Eleven percent of women with UI had no chronic conditions. Among women with UI who had at least one additional condition, four distinct clusters were identified: (i) cardiovascular disease (CVD) risk‐younger; (ii) asthma‐predominant; (iii) CVD risk‐older; and (iv) multiple chronic conditions (MCC). In comparison to women with UI and no chronic diseases, women in the CVD risk‐younger (age 46.7 ± 15.8 years) cluster reported the highest rate of SUI and mild UI severity. In the asthma‐predominant cluster (age 51.5 ± 10.2 years), women had more SUI and MUI and more moderate UI severity.
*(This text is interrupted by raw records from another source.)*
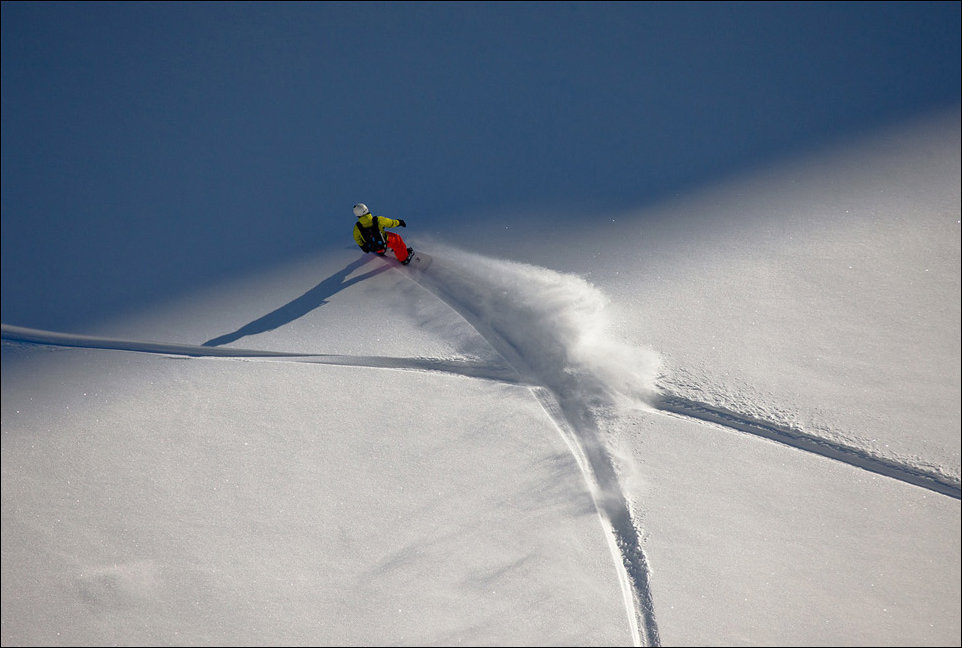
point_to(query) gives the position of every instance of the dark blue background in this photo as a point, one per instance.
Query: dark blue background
(152, 147)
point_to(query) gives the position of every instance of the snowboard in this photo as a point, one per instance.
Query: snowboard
(419, 260)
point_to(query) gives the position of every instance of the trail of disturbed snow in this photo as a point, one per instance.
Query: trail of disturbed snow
(548, 329)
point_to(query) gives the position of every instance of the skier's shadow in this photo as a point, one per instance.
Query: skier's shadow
(313, 298)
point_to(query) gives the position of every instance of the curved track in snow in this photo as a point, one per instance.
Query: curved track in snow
(540, 323)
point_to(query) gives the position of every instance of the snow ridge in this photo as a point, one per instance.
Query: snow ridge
(796, 438)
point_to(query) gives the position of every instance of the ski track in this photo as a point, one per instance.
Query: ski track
(571, 399)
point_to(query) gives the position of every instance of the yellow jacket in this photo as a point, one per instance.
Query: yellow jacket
(365, 221)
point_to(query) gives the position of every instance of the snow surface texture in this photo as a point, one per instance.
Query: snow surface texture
(734, 421)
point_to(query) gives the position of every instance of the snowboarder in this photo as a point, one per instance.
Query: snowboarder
(370, 236)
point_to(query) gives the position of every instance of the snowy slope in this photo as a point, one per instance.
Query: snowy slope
(523, 445)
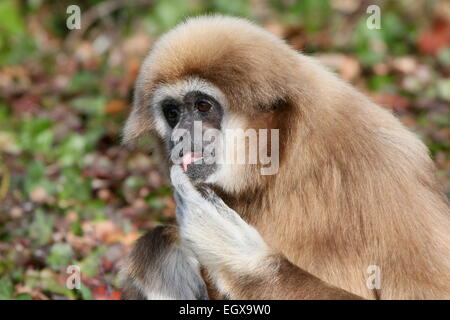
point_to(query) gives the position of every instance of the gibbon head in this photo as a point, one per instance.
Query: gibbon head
(218, 76)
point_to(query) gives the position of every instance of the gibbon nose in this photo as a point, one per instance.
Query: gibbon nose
(189, 158)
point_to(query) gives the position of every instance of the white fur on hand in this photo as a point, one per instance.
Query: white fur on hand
(215, 233)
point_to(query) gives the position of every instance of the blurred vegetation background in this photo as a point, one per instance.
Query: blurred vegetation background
(71, 194)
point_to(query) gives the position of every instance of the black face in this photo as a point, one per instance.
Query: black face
(188, 145)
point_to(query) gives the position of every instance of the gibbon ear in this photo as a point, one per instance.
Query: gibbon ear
(137, 125)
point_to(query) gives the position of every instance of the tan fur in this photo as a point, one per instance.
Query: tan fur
(354, 188)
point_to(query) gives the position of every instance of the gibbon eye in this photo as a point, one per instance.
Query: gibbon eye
(203, 105)
(172, 114)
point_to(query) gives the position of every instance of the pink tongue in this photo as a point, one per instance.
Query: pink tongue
(190, 158)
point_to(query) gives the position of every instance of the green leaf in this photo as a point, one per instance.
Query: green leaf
(10, 19)
(90, 264)
(6, 289)
(60, 256)
(41, 227)
(23, 296)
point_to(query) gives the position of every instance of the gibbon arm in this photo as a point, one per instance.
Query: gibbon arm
(237, 259)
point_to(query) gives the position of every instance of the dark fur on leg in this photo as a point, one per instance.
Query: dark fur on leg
(159, 267)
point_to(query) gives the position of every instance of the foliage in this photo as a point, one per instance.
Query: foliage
(70, 194)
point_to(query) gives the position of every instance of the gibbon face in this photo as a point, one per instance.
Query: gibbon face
(189, 116)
Women in the CVD risk‐older cluster (age 57.9 ± 13.4 years) had the highest rate of UUI, along with more severe UI. Women in the MCC cluster (age 61.0 ± 14.8 years) had the highest rates of MUI and the highest rate of moderate/severe UI.

Conclusions

Women with UI rarely have no additional chronic conditions. Four patterns of chronic conditions emerged with differences by UI type and severity. Identification of women with mild UI and modifiable conditions may inform future prevention efforts.